I would like to create a new variable age_pb2
that shows the age at which a value of 2 first occurred in pub
. For example, for individual x, age_pb2
will equal age3
if the first time a value of 2 is scored is in pub3
I have tried modifying previous code but not had much luck.
library(tidyverse)
#Example data
N <- 2000
data <- data.frame(id = 1:2000,age1 = rnorm(N,6:8),age2 = rnorm(N,7:9),age3 = rnorm(N,8:10),
age4 = rnorm(N,9:11),age5 = rnorm(N,10:12),pub1 = rnorm(N,1:2),pub2 = rnorm(N,1:2),
pub3 = rnorm(N,1:2),pub4 = rnorm(N,1:2),pub5 = rnorm(N,1:2))
data <- data %>% mutate_at(vars(starts_with("pub")), funs(round(replace(., .< 0, NA), 0)))
#New variable showing first age at getting a score of 2 (doesn't work)
i1 <- grepl('^pub', names(data)) # index for pub columns
i2 <- grepl('^age', names(data)) # index for age columns
data[paste0("age_pb2")] <- lapply(2, function(i) {
j1 <- max.col(data[i1] == i, 'first')
j2 <- rowSums(data[i1] == i) == 0
data[i2][cbind(seq_len(nrow(data)), j1 *(NA^j2))]
})
Upvotes: 0
Views: 561
Reputation: 383
set.seed(1)
N <- 2000
data <- data.frame(id = 1:2000,age1 = rnorm(N,6:8),age2 = rnorm(N,7:9),age3 = rnorm(N,8:10),
age4 = rnorm(N,9:11),age5 = rnorm(N,10:12),pub1 = rnorm(N,1:2),pub2 = rnorm(N,1:2),
pub3 = rnorm(N,1:2),pub4 = rnorm(N,1:2),pub5 = rnorm(N,1:2)) %>%
mutate_at(vars(starts_with("pub")), funs(round(replace(., .< 0, NA), 0))) %>%
mutate(age_pb2 = eval(parse(text = paste0("age", which.min(apply(select(., starts_with("pub")), 2, function(x) which(x == 2)[1]))))))
The way it works, you apply
over the pubs columns and take with which(x == 2)[1]

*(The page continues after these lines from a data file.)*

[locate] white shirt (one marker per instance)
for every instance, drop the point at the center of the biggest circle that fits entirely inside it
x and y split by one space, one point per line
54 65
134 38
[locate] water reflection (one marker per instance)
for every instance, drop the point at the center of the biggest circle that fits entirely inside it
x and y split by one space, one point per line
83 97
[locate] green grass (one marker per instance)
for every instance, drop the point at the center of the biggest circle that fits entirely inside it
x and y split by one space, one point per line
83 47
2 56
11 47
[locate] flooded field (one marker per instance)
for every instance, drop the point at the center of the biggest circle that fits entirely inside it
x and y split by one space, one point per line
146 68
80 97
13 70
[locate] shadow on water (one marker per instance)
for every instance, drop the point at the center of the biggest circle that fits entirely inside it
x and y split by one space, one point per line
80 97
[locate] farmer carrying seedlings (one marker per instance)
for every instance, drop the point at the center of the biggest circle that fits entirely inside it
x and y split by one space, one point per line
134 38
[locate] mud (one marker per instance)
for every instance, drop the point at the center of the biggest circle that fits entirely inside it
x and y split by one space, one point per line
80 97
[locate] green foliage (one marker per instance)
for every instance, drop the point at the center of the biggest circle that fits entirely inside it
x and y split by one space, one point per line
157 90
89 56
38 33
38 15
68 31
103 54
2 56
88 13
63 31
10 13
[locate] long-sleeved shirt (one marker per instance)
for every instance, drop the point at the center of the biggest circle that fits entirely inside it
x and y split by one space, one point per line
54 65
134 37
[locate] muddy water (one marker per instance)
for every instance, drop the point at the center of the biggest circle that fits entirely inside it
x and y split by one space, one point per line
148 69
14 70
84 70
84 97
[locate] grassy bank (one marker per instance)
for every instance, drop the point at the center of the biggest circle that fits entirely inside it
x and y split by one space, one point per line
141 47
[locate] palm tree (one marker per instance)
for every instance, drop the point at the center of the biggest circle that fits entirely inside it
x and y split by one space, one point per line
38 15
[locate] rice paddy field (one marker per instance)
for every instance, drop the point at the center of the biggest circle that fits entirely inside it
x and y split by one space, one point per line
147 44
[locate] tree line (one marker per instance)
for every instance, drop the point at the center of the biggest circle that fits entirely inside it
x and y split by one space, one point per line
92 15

the first matched row per column, then take the which.min
to get the column index number (of pub respectively age) which you then paste
with "age" to assign (using eval(parse(text = variable name))
) the respective column.
E.g. here after apply
you get
[pub1 = 2, pub2 = 1, pub3 = 2, pub4 = 4, pub5 = 2]
which is the first occurrence of 2 per column. The earliest (which.min
) occurrence is for the second pub column, thus index is 2
. This pasted with "age" and eval parsed to mutate.
EDIT
It is probably more convenient to do it in a for loop for all age_pbi, or there is an easy solution in dplyr
that I am not aware of.
for (i in 1:5) {
index <- which.min(apply(select(data, starts_with("pub")), 2, function(x) which(x == i)[1]))
data[ ,paste0("age_pb", i)] <- data[ ,paste0("age", index)]
}
Note however, that which.min
takes the first minimum. E.g. pub1 and pub2 both have a 1 in the first row, so the above approach assigns age1 to age_pb1 whereas it could be age2 as well. I don't know what you want to do with this, so can't say what is a better option.
Upvotes: 1